Episodic entrainment of deep primordial mantle material into ocean island basalts

• Published in: Nature communications Vol. 6; no. 1; p. 8937
• Main Authors: Williams, Curtis D., Li, Mingming, McNamara, Allen K., Garnero, Edward J., van Soest, Matthijs C.
• Format: Journal Article
• Language: English
• Published: London Nature Publishing Group UK 24.11.2015; Nature Publishing Group; Nature Pub. Group
• Subjects: 119/118; 704/2151/213; 704/2151/2809; Humanities and Social Sciences; multidisciplinary; Science; Science (multidisciplinary)

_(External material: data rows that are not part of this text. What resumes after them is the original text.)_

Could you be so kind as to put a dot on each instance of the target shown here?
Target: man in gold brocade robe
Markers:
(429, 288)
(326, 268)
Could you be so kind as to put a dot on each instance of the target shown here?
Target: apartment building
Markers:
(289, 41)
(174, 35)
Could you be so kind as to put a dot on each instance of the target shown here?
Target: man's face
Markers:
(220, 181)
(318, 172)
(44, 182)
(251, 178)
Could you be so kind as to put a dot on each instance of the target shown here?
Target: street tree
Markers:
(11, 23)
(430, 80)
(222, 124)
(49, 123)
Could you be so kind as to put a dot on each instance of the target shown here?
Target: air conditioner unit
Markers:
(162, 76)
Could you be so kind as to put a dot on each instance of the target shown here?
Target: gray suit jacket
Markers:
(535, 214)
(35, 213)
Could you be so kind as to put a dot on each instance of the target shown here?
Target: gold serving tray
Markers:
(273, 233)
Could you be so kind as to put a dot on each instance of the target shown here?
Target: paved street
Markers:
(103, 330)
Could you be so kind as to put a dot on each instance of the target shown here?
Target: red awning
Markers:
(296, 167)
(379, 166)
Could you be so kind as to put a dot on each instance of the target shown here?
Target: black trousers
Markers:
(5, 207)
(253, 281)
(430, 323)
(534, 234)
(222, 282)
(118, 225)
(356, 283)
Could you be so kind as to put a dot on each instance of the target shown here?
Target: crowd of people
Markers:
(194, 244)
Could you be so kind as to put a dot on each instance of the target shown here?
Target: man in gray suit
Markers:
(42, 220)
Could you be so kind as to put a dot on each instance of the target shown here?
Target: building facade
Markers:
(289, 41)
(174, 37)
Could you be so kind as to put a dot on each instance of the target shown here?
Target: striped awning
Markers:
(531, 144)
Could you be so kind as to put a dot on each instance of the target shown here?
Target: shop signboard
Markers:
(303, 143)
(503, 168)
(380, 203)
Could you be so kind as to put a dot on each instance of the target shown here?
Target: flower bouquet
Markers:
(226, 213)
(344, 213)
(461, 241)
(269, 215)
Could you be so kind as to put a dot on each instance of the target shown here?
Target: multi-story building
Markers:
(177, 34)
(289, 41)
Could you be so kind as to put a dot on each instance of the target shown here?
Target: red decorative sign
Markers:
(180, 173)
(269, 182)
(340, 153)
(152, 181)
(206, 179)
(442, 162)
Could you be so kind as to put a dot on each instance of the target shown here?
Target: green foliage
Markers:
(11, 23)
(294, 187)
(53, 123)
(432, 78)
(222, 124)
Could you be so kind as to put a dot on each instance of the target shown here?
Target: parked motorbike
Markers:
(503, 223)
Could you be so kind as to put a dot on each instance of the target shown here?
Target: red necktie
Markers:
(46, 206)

• ISSN: 2041-1723; 2041-1723
• DOI: 10.1038/ncomms9937

Chemical differences between mid-ocean ridge basalts (MORBs) and ocean island basalts (OIBs) provide critical evidence that the Earth’s mantle is compositionally heterogeneous. MORBs generally exhibit a relatively low and narrow range of 3 He/ 4 He ratios on a global scale, whereas OIBs display larger variability in both time and space. The primordial origin of 3 He in OIBs has motivated hypotheses that high 3 He/ 4 He ratios are the product of mantle plumes sampling chemically distinct material, but do not account for lower MORB-like 3 He/ 4 He ratios in OIBs, nor their observed spatial and temporal variability. Here we perform thermochemical convection calculations which show the variable 3 He/ 4 He signature of OIBs can be reproduced by deep isolated mantle reservoirs of primordial material that are viscously entrained by thermal plumes. Entrainment is highly time-dependent, producing a wide range of 3 He/ 4 He ratios similar to that observed in OIBs worldwide and indicate MORB-like 3 He/ 4 He ratios in OIBs cannot be used to preclude deep mantle-sourced hotspots. It is unclear why some ocean island basalts at ‘hotspots’ have low 3 He/ 4 He ratios similar to mid-ocean ridge basalts. Here, the authors perform convection calculations and show that these isotopic ratios can be reproduced by the episodic entrainment of deep isolated mantle reservoirs into thermal plumes.